La buona fede comporta la convinzione di un soggetto di agire in maniera corretta, cioè senza malizia e nel sostanziale rispetto delle regole e di non ledere nessuno:va da se’che il contribuente non può limitarsi alla sola esibizione dei mezzi di pagamento o dei documenti contabili,in quanto riscontri regolarmente posti in essere da coloro che intendono perpetrare una frode, proprio per non destare particolari sospetti (cfr CTR Lombardia sez. 14 n. 1554/18).
Ai fini della valutazione della buona fede secondo la Corte di Cassazione e la Corte di Giustizia europea occorre esibire i documenti contabili, dimostrare che i predetti documenti provengono da un soggetto realmente esistente,provare l’esistenza della sede sociale, di locali adibiti all’impresa,la presenza di titolari e/o dipendenti presso l’impresa, dimostrare che l’acquirente non ha ottenuto alcun vantaggio o benefico economico dall’eventuale frode cui ha partecipato il venditore (beni a prezzi inferiori,ristorno di pagamenti fatti per contanti etc.) ed attestare l’utilizzo di modalità di pagamento tracciabili (bonifici,assegni etc).
In definitiva di fronte ad un accertamento del agenzia volto a contestare la falsa fatturazione per operazioni inesistenti in modo da recuperare costi indeducibili ed IVA indetraibile(oltre le sanzioni) è l’amministrazione finanziaria a dover provare l’asserita inesistenza,considerando che i mezzi istruttori di cui si serve normalmente il contribuente per vincere la pretesa erariale,le fatture appunto, non possono essere invocate a sua favore in quanto affette da falsità ideologica.
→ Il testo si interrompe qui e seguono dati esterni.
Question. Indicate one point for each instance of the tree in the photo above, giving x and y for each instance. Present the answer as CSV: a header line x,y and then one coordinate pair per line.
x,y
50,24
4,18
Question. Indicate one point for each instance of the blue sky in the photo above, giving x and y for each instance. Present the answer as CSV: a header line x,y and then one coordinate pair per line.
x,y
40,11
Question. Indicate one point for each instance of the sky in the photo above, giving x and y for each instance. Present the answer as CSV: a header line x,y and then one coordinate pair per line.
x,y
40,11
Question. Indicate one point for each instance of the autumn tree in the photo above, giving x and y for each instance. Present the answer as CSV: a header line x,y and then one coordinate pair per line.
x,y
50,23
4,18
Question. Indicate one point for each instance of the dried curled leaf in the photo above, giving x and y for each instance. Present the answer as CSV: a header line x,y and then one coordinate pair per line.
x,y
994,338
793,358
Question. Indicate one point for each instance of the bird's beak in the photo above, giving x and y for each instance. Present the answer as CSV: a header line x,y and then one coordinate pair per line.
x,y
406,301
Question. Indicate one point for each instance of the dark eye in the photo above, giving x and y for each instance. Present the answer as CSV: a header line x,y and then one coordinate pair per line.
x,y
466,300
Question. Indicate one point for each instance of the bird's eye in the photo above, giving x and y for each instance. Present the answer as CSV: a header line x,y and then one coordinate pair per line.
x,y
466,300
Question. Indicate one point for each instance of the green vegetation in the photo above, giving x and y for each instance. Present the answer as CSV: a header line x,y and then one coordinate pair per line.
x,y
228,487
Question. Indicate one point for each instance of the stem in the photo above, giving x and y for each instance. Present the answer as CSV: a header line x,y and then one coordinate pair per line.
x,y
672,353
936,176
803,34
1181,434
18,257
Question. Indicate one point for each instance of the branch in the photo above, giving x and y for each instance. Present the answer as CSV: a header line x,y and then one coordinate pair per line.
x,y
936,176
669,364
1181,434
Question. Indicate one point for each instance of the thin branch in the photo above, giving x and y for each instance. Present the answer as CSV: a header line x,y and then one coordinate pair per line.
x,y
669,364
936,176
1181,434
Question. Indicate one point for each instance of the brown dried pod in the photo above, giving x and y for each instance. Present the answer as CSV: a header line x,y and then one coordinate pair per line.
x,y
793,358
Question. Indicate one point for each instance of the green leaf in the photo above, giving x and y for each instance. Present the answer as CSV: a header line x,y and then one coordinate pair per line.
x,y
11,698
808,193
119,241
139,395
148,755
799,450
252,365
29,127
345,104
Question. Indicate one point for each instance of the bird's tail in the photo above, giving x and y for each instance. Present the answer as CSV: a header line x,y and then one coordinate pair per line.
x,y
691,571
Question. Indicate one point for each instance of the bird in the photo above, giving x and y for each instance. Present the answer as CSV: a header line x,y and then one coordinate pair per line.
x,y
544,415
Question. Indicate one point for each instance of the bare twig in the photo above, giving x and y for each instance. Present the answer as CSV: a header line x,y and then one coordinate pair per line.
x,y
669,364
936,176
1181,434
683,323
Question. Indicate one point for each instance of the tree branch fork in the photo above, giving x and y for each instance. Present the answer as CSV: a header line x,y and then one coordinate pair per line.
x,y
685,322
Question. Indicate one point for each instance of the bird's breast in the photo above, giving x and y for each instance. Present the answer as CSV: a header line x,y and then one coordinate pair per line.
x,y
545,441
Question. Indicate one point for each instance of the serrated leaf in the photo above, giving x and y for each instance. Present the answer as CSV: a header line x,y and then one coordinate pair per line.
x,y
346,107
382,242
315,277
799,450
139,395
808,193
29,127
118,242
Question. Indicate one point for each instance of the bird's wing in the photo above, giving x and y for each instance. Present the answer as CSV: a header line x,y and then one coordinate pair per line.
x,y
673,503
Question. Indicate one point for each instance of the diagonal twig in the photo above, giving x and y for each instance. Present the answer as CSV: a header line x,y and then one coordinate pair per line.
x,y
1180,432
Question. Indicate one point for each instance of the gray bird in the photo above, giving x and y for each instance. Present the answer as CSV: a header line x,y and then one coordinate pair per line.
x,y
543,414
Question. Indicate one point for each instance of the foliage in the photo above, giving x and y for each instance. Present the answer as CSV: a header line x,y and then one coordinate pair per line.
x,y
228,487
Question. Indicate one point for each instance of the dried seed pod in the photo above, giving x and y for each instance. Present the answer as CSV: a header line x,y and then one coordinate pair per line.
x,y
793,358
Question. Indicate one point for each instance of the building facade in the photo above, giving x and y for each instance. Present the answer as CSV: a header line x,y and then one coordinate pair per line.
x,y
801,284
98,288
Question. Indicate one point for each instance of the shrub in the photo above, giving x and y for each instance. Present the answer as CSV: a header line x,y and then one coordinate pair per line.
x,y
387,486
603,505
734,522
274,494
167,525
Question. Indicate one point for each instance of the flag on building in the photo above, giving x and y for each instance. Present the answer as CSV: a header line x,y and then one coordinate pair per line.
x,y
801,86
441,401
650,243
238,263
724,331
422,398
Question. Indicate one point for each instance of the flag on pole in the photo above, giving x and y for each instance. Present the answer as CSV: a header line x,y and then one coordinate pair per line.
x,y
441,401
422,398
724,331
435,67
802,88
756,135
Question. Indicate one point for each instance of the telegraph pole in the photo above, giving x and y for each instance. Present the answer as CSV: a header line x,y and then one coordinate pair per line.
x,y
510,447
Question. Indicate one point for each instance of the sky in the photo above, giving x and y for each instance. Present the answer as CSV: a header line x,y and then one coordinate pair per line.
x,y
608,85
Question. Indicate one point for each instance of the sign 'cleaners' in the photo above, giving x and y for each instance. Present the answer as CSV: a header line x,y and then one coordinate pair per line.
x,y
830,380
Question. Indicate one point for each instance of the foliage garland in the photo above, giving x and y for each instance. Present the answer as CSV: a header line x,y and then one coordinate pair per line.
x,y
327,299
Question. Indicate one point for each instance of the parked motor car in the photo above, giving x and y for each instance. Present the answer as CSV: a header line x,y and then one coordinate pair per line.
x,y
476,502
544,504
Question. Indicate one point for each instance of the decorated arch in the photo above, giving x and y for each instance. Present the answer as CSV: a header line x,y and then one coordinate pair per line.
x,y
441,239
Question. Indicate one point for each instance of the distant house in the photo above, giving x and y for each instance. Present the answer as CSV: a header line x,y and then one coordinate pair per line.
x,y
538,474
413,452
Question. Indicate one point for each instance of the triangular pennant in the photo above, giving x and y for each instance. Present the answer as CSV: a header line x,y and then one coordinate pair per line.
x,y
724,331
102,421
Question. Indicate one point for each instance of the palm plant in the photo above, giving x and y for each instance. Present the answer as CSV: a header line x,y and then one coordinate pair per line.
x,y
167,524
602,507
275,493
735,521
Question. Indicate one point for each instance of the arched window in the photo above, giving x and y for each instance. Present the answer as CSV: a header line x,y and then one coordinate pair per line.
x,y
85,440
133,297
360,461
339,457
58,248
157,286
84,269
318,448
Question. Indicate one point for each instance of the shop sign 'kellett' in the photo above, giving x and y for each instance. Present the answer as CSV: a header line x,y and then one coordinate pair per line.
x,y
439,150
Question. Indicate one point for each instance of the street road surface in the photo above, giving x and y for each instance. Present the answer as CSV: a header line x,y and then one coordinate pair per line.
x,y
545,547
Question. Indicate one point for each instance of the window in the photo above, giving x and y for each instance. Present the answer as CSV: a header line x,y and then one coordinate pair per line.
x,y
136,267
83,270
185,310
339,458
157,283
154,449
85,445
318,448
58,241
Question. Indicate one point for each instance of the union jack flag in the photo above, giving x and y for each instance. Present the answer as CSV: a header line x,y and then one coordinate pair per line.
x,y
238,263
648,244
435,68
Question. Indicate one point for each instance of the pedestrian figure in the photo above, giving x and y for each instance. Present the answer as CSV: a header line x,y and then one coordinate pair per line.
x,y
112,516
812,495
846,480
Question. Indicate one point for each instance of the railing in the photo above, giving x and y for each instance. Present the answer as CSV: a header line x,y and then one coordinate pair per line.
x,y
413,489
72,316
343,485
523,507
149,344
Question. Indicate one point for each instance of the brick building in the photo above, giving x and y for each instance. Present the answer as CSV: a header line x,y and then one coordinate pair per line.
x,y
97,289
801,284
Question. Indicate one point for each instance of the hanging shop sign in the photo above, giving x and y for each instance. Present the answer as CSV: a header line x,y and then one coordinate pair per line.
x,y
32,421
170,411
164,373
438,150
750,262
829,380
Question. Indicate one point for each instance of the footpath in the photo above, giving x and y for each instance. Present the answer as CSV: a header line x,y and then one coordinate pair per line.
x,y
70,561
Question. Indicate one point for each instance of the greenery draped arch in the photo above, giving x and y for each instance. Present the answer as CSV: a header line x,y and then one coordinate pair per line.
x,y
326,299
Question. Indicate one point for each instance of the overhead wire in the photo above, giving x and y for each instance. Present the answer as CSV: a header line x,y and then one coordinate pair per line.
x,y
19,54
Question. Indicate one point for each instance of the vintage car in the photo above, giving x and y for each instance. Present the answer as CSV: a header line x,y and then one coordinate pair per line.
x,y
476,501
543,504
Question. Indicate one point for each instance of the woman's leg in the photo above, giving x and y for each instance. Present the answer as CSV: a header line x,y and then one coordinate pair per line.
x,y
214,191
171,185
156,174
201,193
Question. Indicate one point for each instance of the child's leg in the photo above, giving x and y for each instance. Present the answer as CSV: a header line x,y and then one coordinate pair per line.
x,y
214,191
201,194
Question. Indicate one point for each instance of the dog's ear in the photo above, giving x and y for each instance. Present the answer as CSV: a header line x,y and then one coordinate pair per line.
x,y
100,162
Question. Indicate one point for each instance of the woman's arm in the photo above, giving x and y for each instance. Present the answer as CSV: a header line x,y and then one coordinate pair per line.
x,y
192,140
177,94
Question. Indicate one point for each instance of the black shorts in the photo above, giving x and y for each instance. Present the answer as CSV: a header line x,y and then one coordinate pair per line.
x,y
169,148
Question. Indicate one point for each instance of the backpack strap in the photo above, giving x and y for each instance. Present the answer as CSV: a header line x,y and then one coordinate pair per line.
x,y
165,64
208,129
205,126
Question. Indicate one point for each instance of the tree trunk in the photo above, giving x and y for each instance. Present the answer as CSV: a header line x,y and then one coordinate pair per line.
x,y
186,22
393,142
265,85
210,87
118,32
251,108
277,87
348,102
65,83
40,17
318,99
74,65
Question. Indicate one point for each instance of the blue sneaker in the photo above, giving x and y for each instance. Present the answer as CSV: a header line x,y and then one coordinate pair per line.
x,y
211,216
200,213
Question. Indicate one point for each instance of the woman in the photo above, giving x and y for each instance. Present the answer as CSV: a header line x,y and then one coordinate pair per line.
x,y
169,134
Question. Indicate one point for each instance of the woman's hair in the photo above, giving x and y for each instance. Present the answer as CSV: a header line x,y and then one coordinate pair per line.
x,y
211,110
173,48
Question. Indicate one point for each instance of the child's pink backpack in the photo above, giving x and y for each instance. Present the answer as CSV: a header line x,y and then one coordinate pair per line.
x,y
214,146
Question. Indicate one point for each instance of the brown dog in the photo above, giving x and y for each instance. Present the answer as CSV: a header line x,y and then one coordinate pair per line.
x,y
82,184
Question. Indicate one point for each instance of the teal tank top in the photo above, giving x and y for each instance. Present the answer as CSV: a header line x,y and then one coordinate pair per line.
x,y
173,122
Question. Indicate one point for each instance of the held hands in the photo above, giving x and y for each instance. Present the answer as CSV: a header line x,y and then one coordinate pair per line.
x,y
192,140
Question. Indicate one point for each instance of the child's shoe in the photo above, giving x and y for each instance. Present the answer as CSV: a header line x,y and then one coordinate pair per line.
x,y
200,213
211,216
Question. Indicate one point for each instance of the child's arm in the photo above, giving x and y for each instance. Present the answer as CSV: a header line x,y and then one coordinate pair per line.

In seguito all’assolvimento da parte dell’Ufficio del predetto onere probatorio, quest’ultimo si sposta in capo al contribuente: nel caso di operazioni asseritamente inesistenti sotto il profilo oggettivo,il contribuente è chiamato a dimostrare l’effettività delle transazioni tramite qualsiasi elemento idoneo ad attestare l’esistenza delle merci,la relativa movimentazione ed i correlati flussi di pagamento. In ipotesi di contestazione di fatture false per operazioni soggettivamente inesistenti,il contribuente dovrà dare la prova che la transazione si è concretamente svolta tra i soggetti indicati in fattura, o in alternativa,che non sapeva nè avrebbe potuto sapere ,neppure utilizzando la buona diligenza, della frode posta in essere dai propri fornitori o dagli operatori rintracciabili a monte della filiera (cfr Il Sole 24 ore 15/06/2018 avv. G.Marzo-I. Barbieri)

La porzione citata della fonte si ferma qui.